Nos inícios dos anos 70s eu, recém-saído da adolescência, era um assíduo frequentador dos Pingo de Ouro e D’Água, os mais conceituados bregas de Santa Maria na época. Havia outros com menos “estrelas”, lato sensu.
A mim não me interessava praça do Jacaré, nem os bares do centro da cidade.
Toda noite lá ia eu disparado me encontrar com “as meninas”, como a gente carinhosamente chamava as profissionais do sexo, oriundas na grande maioria dos povoados santa-marienses e de cidades vizinhas. Jaborandi era um grande celeiro e exportava muitas jovens que, mesmo não sendo ave-marias, eram cheinhas de graça.
A partir da última década do século XX começou a importação de algumas dezenas delas oriundas de Janaúba e Montes Claros, as minas das Minas.
Farreava eu num sábado no Pingo D’Água e de repente me lembrei que era sábado, dia em que normalmente tinha baile no Clube 2 de Julho, frequentado pela, com o perdão da má palavra, fina flor da sociedade local.
Num bate-papo com duas garotas fiz o convite para que viessem comigo curtir no clube.
Reagiram negativamente.
— Quem somos nós, duas putas, pra ir em baile da sociedade?
Insisti tanto que elas toparam a parada.
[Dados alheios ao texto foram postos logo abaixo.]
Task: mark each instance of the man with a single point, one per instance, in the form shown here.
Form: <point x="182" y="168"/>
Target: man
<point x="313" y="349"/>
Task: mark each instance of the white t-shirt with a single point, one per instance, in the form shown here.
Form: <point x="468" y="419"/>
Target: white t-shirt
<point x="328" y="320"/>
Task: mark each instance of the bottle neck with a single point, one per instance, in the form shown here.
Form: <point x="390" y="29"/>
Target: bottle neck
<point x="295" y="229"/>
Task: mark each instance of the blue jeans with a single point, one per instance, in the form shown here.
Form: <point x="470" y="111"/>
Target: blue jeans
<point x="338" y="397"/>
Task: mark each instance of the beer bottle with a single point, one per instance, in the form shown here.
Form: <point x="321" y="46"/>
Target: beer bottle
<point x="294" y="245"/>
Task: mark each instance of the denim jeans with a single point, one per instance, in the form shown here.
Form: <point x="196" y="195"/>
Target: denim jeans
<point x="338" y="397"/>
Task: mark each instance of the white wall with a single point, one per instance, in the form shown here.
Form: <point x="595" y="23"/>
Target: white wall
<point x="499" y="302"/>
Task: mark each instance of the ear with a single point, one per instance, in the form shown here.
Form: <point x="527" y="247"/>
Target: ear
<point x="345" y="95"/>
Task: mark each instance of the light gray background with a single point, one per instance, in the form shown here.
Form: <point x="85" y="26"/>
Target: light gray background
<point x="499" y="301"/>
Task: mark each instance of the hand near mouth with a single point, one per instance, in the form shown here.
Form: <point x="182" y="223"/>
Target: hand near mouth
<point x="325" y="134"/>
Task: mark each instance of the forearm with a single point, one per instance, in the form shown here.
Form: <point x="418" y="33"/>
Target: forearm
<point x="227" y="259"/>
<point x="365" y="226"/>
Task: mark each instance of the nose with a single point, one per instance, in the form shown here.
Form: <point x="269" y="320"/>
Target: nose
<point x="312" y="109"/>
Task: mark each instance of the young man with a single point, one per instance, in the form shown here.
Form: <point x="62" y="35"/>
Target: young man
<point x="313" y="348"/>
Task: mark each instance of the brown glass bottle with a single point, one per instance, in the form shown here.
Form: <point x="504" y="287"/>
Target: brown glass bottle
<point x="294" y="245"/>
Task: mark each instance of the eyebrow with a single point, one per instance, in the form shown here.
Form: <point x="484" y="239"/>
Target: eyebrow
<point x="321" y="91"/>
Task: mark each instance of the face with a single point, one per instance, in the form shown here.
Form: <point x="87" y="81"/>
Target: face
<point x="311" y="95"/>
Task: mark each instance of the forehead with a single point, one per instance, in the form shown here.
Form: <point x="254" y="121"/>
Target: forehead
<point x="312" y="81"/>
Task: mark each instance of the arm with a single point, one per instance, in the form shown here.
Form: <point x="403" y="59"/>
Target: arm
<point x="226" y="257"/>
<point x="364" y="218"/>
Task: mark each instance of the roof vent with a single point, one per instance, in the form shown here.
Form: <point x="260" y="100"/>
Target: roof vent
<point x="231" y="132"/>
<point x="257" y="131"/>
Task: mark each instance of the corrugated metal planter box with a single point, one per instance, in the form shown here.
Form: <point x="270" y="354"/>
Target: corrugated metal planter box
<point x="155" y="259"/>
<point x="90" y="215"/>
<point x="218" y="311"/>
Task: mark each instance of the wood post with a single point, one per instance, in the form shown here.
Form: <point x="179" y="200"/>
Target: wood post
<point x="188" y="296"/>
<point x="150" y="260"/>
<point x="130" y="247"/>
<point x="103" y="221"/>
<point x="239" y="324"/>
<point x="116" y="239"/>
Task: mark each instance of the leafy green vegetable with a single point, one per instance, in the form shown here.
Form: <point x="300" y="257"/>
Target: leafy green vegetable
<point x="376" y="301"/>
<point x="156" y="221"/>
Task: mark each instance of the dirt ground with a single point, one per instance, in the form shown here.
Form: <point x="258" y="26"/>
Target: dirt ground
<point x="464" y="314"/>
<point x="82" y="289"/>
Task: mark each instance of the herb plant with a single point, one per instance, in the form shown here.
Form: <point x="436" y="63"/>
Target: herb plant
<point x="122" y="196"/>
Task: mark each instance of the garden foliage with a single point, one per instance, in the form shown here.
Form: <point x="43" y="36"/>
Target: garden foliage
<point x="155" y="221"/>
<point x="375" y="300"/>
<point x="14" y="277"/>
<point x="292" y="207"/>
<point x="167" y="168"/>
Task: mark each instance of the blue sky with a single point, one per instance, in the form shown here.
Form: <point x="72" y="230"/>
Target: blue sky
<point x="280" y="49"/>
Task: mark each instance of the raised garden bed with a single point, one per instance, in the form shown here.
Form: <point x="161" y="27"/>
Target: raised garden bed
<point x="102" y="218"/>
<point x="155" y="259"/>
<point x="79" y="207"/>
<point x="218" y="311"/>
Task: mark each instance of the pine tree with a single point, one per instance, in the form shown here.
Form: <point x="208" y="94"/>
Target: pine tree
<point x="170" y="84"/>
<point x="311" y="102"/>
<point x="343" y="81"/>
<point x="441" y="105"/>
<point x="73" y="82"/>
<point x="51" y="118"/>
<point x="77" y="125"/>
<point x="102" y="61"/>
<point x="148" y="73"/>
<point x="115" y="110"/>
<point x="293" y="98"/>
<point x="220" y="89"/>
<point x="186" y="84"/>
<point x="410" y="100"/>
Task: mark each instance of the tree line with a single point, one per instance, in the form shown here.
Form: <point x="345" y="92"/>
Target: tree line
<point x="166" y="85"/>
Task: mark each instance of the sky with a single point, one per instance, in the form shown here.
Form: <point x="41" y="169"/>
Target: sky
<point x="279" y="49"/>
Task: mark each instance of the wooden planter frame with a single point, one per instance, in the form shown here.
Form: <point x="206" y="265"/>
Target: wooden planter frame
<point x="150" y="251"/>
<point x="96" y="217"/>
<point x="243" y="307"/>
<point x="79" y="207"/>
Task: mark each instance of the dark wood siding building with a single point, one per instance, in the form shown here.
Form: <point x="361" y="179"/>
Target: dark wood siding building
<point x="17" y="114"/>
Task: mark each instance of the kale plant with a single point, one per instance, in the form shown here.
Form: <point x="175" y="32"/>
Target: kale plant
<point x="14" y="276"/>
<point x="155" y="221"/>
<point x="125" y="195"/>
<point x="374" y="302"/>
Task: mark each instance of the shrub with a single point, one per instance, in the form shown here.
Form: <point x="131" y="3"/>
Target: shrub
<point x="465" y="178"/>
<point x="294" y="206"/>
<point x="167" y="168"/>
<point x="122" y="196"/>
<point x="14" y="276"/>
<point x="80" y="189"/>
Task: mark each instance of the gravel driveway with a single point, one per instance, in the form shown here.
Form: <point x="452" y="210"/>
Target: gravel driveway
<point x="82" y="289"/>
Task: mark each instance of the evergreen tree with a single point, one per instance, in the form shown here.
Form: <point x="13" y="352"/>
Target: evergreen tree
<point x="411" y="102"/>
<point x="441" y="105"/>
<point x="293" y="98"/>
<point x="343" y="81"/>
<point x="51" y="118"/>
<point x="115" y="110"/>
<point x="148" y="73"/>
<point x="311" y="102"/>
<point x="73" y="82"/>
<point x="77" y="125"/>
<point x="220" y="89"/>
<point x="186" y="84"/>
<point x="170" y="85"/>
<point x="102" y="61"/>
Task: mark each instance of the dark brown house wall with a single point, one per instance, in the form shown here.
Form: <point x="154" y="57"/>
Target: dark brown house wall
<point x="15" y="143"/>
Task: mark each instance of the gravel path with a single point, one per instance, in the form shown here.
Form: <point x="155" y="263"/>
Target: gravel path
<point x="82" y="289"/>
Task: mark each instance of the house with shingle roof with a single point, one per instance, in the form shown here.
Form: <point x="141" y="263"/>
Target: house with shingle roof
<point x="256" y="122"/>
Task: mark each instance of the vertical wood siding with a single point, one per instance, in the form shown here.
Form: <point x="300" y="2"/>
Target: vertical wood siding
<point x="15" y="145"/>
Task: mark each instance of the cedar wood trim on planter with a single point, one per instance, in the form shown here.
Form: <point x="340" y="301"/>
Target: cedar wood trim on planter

Colocaram uma saia menos mini, decote menos ousado, maneiraram na maquilagem, e lá fomos ladeira abaixo.
Ingressos na mão, quando fomos entrar o porteiro nos barrou, alegando que ali não era lugar pra mulheres daquele tipo.
Contestei, finquei pé, disse que iríamos entrar de qualquer jeito.
Pedi ao cara pra chamar o presidente do clube, nessa época era o saudoso Wander Barros.
Ele chegou, mirou as meninas da cabeça aos pés, as quais ele já conhecia nas suas escapulidas ao bordel.
— Elas não podem entrar porque são incubadas!
Eu emendei no ato: “incubadas são muitas das que estão aí dentro, essas aqui são escancaradas mesmo, putas, tá escrito na testa!”.
Chegamos a um acordo.
Combinamos que elas e eu ficaríamos numa mesa bem recuada, na penumbra, sem direito a saracotear sequer boleros.
Tudo bem.
Com menos de um quarto de hora percebemos que alguns casais iam se retirando, à francesa, depois outros, mais outros…
O clube ficou praticamente vazio, a festa que ia tão animada acabou antes da hora.
Para as madames era uma afronta insuportável dividirem o mesmo teto com aquelas mulheres de vida “fácil”, as mesmas que davam tanto prazer aos só aparentemente fiéis maridos das senhoras da “alta” sociedade.
Acabamos com o baile.
E voltamos pro brega…
Biblioteca Campesina, 15 março 2025
(*) Joaquim Lisboa Neto, colunista do Jornal Brasil Popular, coordenador na Biblioteca Campesina, em Santa Maria da Vitória, Bahia; ativista político de esquerda, militante em prol da soberania nacional.